Timothy tells us that “All Scripture is God-breathed and is useful for teaching, rebuking, correcting and training in righteousness, so that the servant of God may be thoroughly equipped for every good work” (2 Timothy 3:16-17). In other words, the Bible comes from God and contains within it every thing we might need to do the good work that God would have us do.

Christ underscored the importance of the Word when He answered the devil’s temptation with the conclusion that “man shall not live by bread alone, but by every word that comes from the mouth of God” (Matthew 4:4). Paul adds hope to the promises of what we can expect to gain from studying the Bible: “for whatever was written in former days was written for our instruction, that through endurance and through the encouragement of the Scriptures we might have hope” (Romans 15:4).

But, the New Testament is not the only source of proof that the words of God are worth our undivided attention. Joshua promises prosperity and good success if we are careful to do “according to all that is written in it” by “meditat[ing] on it day and night” (Joshua 1:8). The Psalmist proclaims that God’s “word is a lamp to my feet and a light to my path” (119:105), that He is “our refuge and strength, a very present help in trouble (46:1). Isaiah explains that God’s full intention is to have His word used to accomplish His will, using the metaphor of the natural relationship between the seed and the sower: “For as the rain and the snow come down from heaven and do not return there but water the earth, making it bring forth and sprout, giving seed to the sower and bread to the eater, so shall my word be that goes out from my mouth; it shall not return to me empty, but it shall accomplish that which I purpose, and shall succeed in the thing for which I sent it” (55:10-11).

Sometimes, we want to avoid the parts of the Bible that are challenging to us, and lots of times those difficult parts are in the Old Testament (OT). But, as Philip Yancey reminds us, the OT is actually the Bible that Jesus read.

I was vividly reminded of the bonuses available in regular study of the Bible this week as I was making my way through the book of the prophet Jeremiah, who is warning Jerusalem about the coming tide of the Babylonian invasion. In chapter 6, Jeremiah writes, “This is what The Lord says: ‘Stand at the crossroads and look; ask for the ancient paths, ask where the good way is, and walk in it, and you will find rest for your souls….” (16).

Remember how the OT is the Bible Jesus read? Are you struck like I was by the echoes of His words in this verse? Christ tells us the path is narrow to the Kingdom (Matthew 7:13-14), but promises that His burden is light (Matthew 11:30). And one of my favorite treasures from the word is when Christ promises, “Peace I leave with you; my peace I give you. I do not give to you as the world gives. Do not let your hearts be troubled and do not be afraid” (John 14:27).

So, the same promise that God was making for His people in the time of Jeremiah, He continued to offer to all of us, including Gentiles, through the words and actions of Christ.

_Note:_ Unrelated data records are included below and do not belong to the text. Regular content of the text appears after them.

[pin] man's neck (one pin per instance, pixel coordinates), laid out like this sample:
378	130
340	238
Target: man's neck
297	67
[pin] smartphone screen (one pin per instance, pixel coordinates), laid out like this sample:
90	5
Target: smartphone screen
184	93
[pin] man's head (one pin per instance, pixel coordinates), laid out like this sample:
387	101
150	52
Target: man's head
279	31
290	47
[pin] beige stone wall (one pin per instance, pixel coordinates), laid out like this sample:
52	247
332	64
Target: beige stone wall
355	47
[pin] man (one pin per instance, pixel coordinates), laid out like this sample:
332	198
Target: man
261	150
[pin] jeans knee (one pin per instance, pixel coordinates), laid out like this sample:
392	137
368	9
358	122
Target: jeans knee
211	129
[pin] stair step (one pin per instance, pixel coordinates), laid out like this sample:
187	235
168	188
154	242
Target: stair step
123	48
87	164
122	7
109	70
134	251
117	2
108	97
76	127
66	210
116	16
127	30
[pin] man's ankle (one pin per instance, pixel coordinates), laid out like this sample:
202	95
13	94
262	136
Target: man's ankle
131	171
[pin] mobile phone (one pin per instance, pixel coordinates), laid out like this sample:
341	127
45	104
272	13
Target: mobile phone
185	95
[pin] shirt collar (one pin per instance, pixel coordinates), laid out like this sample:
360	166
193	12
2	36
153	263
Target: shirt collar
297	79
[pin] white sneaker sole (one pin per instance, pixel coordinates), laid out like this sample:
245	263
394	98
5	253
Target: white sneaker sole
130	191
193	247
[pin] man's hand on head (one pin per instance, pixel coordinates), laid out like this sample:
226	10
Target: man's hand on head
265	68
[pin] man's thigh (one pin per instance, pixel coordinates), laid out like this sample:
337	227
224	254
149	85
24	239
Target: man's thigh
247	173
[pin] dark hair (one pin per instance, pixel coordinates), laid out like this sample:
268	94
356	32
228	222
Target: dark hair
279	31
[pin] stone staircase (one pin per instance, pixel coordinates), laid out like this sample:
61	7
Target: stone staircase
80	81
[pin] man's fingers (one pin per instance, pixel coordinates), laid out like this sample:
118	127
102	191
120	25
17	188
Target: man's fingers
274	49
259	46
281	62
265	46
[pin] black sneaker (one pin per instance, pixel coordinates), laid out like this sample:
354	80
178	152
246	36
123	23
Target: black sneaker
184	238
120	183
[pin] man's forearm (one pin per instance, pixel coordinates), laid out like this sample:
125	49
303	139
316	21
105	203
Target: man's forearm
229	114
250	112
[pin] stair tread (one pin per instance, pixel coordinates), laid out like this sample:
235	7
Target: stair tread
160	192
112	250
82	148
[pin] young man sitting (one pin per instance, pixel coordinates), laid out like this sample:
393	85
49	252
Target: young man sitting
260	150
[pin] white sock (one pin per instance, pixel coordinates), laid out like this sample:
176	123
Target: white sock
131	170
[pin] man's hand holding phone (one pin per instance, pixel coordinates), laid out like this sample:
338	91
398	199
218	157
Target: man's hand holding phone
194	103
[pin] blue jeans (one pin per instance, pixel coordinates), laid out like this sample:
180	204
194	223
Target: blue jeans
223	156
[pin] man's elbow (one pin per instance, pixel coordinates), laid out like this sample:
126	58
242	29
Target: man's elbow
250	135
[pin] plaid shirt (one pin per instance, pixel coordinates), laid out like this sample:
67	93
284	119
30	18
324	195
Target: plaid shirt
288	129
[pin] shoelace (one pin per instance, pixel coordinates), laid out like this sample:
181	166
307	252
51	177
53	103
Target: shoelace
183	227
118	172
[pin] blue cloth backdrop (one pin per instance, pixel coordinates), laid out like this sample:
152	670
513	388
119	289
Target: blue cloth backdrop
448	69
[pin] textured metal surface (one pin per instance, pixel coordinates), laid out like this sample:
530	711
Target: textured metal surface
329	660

I’ve left off the saddest part of the verse from Jeremiah, however, for at the end of verse 16, The Lord concludes, “But you said, ‘We will not walk in it‘” [emphasis added]. The Israelites who had refused to walk in the ways of God were facing destruction of their worldly kingdom. For those who refuse to follow the way of Christ . . . .

What we fill our minds with is what will come out of us. The more we know about the things that matter to us, the less likely we will be persuaded to do something that is actually contrary to what we profess to believe.

When I was in Sunday school as a child, we were told the “story” of the woman who saved up her whole life to afford a cruise. Because she had spent all her money on the cruise ticket, she spent the week of the cruise living off of saltines she had brought along, watching others indulge in the abundant food available as her stomach grumbled. Only at the end of the cruise did someone finally explain to her that her food had been included in the ticket!

Let’s not live a life nibbling saltines when our acceptance of Christ’s salvation has opened up to us an entire banquet of wisdom and love and peace–all just waiting to be discovered in His true, sometimes challenging, but always rewarding Word.